Vertica's Strengths and Weakness
Praveen Murugesan | TrustRadius Reviewer
November 04, 2016

Vertica's Strengths and Weakness

Score 7 out of 10
Vetted Review
Verified User
Review Source

Overall Satisfaction with Vertica

Vertica is used by uber for data analytics use cases. We have a vertica based data mart (subset of business data) for analytics insight and data science across the entire organization. We use it as a complementary solution to Hadoop. We initially started our with Vertica which worked for our needs, but over the last couple of years have started leveraging Hadoop in addition to vertica to help our data efforts with high scale.
  • Extremely fast query performance - Vertica is one of the fastest query engines out there.
  • Scales to TBs - Scales reasonably well up to 10-20 nodes and 10 - 100s of TB of data.
  • Easy to Use - Fairly easy to user, we made quite some headway with just 1 person running it for a while.
  • PetaByte Scale data - Vertica Just cannot deal with this, it starts to crumble beyond 100s of TB of data.
  • Concurrent Usage - Vertica starts to have significant backpressure as your concurrent users grow quickly. We had trouble scaling post 20-30 users and had to invent our our queuing strategies.
  • Vertical stack - storage + compute tier in one stack, this doesn't help the cause of scaling. Other systems leverage the advantage of storage and compute being different tiers (eg: HDFS + Presto)
  • We've been using vertica to derive a lot of valuable ad-hoc human insights
  • Used to run periodic batch jobs that generate production results in the past, now moved to Hadoop for such use-cases
  • We had a couple of big outages due to vertica unable to keep up with the load of queries and data (however were mitigated w/ leveraging Hadoop).
Vertica is great for small low complex queries and has great query performance over the other technologies that I have worked with.
Vertica fails to Hive wrt scalability and resource isolation, where Hive exploits Hadoop's resource isolation.
Presto is almost comparable to vertica (vertica is slightly faster). However, Presto can scale better.

As someone just starting out with data analytics and warehousing vertica is a great tool for a small scale business. It has amazing performance and can scale upto TBs of data. It works well for any organization which has about 100 - 500 DAUs of the system. The system doesn't require a lot of ops overhead.

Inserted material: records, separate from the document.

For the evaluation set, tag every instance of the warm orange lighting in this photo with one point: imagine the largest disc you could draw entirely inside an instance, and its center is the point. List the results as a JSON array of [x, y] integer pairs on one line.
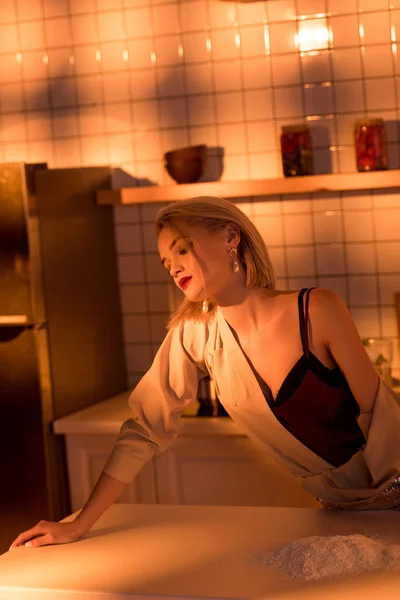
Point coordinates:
[[312, 35], [267, 41]]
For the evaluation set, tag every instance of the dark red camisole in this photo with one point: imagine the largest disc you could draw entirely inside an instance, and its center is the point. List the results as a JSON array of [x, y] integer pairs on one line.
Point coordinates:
[[316, 404]]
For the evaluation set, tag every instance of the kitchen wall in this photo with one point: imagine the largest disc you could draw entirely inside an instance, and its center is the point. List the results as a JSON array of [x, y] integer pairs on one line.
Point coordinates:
[[87, 82]]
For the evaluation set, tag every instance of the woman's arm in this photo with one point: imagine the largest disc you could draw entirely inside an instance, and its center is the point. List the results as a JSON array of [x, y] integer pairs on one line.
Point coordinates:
[[331, 319], [106, 491], [157, 403]]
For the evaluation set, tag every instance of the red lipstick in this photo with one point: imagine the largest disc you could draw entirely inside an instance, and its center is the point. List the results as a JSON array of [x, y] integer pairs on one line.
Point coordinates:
[[184, 282]]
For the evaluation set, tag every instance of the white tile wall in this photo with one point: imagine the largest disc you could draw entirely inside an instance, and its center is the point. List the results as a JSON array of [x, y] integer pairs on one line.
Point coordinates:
[[121, 82]]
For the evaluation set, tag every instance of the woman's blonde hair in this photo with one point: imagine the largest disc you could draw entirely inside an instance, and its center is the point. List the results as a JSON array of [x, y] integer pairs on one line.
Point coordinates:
[[214, 214]]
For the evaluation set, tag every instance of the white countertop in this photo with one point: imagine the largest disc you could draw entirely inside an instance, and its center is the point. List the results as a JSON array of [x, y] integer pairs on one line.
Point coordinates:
[[106, 417], [192, 552]]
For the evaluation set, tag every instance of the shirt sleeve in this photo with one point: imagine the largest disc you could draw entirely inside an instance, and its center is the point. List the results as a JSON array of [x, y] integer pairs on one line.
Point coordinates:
[[158, 400]]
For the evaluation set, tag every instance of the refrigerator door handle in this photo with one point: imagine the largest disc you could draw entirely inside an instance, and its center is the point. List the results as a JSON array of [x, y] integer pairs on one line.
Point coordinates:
[[13, 319]]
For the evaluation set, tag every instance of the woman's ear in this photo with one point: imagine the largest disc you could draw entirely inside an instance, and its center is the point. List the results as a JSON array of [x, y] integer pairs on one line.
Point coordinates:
[[232, 235]]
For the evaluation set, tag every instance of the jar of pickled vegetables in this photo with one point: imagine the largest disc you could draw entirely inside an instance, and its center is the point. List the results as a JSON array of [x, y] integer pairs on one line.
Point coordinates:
[[370, 142], [296, 150]]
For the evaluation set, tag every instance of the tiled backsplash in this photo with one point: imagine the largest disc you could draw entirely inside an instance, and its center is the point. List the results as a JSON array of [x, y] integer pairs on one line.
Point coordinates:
[[87, 82]]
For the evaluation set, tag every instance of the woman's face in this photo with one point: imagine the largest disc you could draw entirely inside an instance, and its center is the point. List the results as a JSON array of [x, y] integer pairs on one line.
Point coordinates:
[[197, 260]]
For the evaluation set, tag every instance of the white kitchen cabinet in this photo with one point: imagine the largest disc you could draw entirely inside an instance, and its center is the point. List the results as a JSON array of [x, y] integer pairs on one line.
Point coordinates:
[[223, 470], [210, 463], [86, 457]]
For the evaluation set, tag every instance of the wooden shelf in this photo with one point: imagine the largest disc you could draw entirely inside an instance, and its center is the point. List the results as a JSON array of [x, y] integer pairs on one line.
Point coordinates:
[[257, 187]]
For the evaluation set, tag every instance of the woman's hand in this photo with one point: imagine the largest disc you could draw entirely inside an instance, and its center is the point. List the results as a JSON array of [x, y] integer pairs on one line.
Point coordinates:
[[48, 532]]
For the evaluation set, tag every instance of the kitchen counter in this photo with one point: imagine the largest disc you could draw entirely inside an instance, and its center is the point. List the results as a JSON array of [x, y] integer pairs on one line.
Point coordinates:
[[192, 552]]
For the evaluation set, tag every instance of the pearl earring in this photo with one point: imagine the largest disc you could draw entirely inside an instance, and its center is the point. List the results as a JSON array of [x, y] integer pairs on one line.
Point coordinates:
[[235, 264]]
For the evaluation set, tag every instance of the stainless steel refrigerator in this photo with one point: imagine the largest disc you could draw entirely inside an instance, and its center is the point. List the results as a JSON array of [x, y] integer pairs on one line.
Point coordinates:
[[61, 341]]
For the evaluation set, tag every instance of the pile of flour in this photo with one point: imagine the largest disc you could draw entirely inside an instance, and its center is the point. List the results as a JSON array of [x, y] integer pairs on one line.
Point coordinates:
[[317, 557]]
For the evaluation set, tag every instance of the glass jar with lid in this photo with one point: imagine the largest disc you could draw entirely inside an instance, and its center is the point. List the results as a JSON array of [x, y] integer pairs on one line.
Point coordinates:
[[370, 141], [296, 151]]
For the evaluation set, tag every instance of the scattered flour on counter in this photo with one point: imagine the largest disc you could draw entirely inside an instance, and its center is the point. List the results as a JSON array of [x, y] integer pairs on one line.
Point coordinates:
[[332, 556]]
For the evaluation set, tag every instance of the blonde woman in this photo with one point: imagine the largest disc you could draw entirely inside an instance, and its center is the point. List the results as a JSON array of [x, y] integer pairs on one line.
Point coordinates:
[[288, 366]]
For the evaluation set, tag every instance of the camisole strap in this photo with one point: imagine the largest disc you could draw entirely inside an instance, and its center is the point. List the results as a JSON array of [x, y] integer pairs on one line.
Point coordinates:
[[304, 320]]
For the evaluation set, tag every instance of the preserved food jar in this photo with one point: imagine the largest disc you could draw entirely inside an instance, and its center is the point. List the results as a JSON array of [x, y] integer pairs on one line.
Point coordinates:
[[370, 142], [296, 151]]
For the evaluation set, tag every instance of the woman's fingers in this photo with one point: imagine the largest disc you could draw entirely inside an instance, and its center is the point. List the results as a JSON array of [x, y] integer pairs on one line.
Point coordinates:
[[27, 535], [47, 532], [42, 540]]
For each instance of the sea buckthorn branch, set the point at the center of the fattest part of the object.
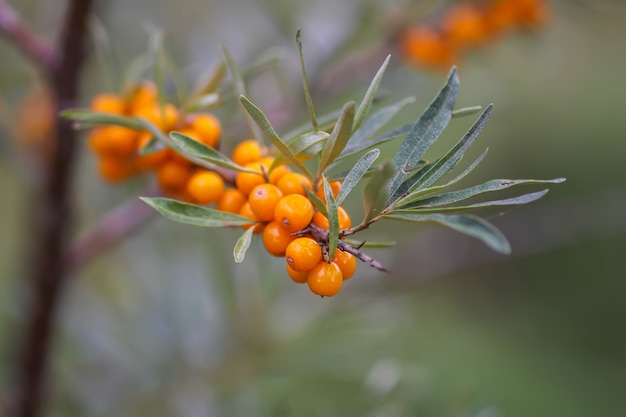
(33, 46)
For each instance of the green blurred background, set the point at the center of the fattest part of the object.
(167, 324)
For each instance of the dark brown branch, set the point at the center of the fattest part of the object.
(31, 45)
(49, 268)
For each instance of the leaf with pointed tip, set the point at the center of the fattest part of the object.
(464, 223)
(370, 94)
(455, 196)
(376, 192)
(305, 83)
(333, 219)
(193, 214)
(338, 138)
(359, 140)
(304, 147)
(192, 147)
(242, 245)
(265, 125)
(356, 173)
(446, 163)
(425, 131)
(88, 118)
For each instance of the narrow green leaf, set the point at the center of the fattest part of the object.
(305, 83)
(455, 196)
(356, 173)
(370, 244)
(338, 138)
(265, 125)
(333, 219)
(192, 147)
(89, 118)
(194, 214)
(513, 201)
(464, 223)
(242, 245)
(359, 140)
(317, 202)
(370, 94)
(376, 191)
(466, 111)
(304, 147)
(450, 159)
(425, 131)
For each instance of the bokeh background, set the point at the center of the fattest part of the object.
(165, 323)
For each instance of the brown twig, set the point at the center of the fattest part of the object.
(51, 226)
(32, 46)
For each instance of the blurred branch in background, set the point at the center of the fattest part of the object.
(46, 262)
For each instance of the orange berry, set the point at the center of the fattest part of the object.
(345, 222)
(294, 183)
(335, 186)
(276, 239)
(346, 263)
(325, 279)
(152, 160)
(426, 46)
(205, 186)
(231, 201)
(294, 212)
(173, 177)
(114, 169)
(108, 103)
(113, 140)
(263, 199)
(299, 277)
(144, 95)
(246, 152)
(246, 181)
(247, 212)
(208, 128)
(303, 253)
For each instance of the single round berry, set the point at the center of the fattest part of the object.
(297, 276)
(346, 263)
(231, 201)
(294, 212)
(276, 239)
(246, 152)
(294, 183)
(246, 181)
(205, 187)
(173, 177)
(263, 199)
(325, 279)
(345, 222)
(208, 127)
(303, 253)
(247, 212)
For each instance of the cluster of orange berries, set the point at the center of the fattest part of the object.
(274, 199)
(118, 148)
(278, 203)
(466, 25)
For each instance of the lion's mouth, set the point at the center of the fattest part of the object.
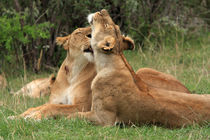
(88, 50)
(90, 18)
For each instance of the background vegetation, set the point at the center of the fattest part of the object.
(172, 36)
(29, 28)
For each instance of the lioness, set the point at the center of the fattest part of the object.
(118, 94)
(71, 90)
(36, 88)
(3, 81)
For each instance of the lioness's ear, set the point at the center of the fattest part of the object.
(63, 41)
(128, 43)
(107, 44)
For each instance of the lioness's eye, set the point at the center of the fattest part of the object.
(89, 35)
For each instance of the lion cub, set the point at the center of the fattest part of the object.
(118, 94)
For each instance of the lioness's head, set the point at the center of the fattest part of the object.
(106, 36)
(77, 43)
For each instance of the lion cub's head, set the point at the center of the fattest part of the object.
(106, 36)
(77, 43)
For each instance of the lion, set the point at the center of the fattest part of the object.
(36, 88)
(3, 81)
(118, 94)
(71, 91)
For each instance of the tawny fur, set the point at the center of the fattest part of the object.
(3, 81)
(161, 80)
(71, 91)
(119, 95)
(36, 88)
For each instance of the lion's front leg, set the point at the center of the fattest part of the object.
(103, 118)
(51, 110)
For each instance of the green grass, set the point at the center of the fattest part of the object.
(190, 64)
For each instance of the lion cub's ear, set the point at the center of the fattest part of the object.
(128, 43)
(107, 44)
(63, 41)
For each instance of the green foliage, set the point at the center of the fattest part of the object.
(13, 34)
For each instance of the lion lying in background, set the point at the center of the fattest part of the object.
(36, 88)
(71, 91)
(118, 94)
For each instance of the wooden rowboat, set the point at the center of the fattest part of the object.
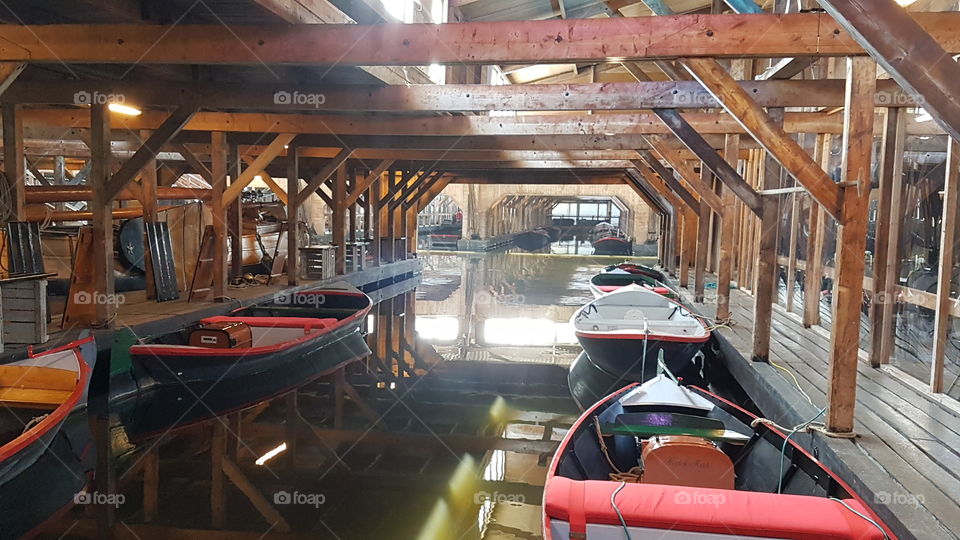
(628, 329)
(671, 462)
(319, 327)
(37, 394)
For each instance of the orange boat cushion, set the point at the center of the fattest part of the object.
(718, 511)
(275, 322)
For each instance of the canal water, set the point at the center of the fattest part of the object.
(455, 446)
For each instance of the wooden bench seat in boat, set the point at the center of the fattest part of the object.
(651, 424)
(35, 386)
(667, 511)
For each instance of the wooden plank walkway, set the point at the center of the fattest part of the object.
(905, 461)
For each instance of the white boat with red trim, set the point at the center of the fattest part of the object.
(37, 394)
(663, 461)
(303, 327)
(627, 329)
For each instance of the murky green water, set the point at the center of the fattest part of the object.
(456, 448)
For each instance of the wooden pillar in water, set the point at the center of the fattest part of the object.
(148, 202)
(703, 239)
(235, 216)
(731, 150)
(813, 276)
(851, 242)
(339, 218)
(218, 168)
(13, 158)
(102, 225)
(948, 239)
(766, 265)
(293, 215)
(886, 266)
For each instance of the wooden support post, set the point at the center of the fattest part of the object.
(148, 201)
(235, 216)
(851, 245)
(703, 240)
(731, 152)
(218, 484)
(352, 206)
(339, 218)
(948, 238)
(151, 484)
(13, 164)
(218, 168)
(688, 245)
(102, 204)
(813, 275)
(792, 248)
(766, 265)
(768, 133)
(886, 272)
(293, 215)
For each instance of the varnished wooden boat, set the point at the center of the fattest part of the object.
(300, 327)
(627, 330)
(670, 462)
(37, 394)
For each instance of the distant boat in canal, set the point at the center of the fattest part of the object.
(631, 326)
(534, 240)
(668, 461)
(300, 327)
(610, 240)
(613, 278)
(37, 395)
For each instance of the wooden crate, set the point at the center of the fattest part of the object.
(317, 262)
(23, 309)
(356, 254)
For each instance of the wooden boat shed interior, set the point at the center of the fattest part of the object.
(798, 163)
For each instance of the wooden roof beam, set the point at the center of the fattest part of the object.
(580, 40)
(325, 174)
(454, 97)
(719, 166)
(148, 150)
(272, 151)
(368, 181)
(771, 136)
(669, 179)
(907, 52)
(686, 172)
(543, 125)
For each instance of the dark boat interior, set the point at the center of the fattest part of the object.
(758, 464)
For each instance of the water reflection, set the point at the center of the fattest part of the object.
(443, 432)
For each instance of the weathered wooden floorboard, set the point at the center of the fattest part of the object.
(907, 441)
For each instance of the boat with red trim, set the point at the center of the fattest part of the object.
(628, 329)
(37, 394)
(610, 280)
(534, 240)
(635, 268)
(661, 460)
(319, 327)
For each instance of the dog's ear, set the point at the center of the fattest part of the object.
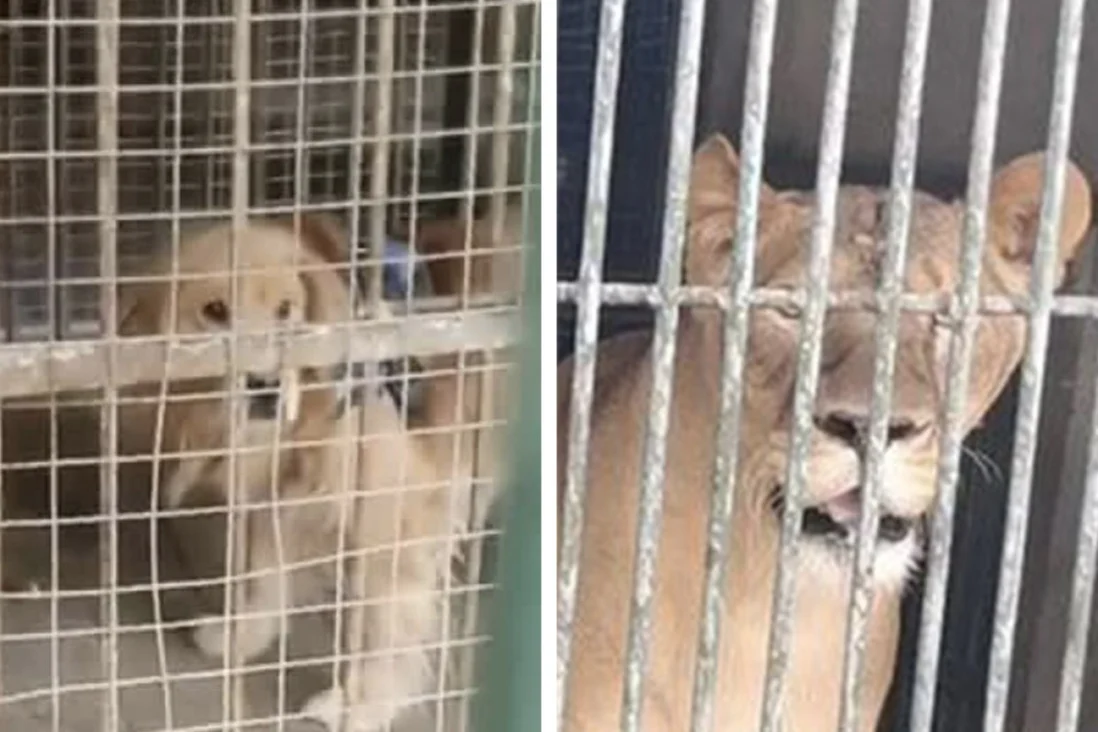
(138, 310)
(444, 243)
(325, 272)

Scaling for PB data and 1000s of DAU is vertica's weak point. The system is just not designed for large scale usage and still has a long way to go to improve scalability. There are experiments to run Vertica query engine on top of HDFS which seem promising, however - if you have the the Hadoop ecosystem you are better off going the HDFS + Presto/Impala/SparkSQL route. But if you are in the Hadoop ecosystem, you probably are already investing a lot in ops.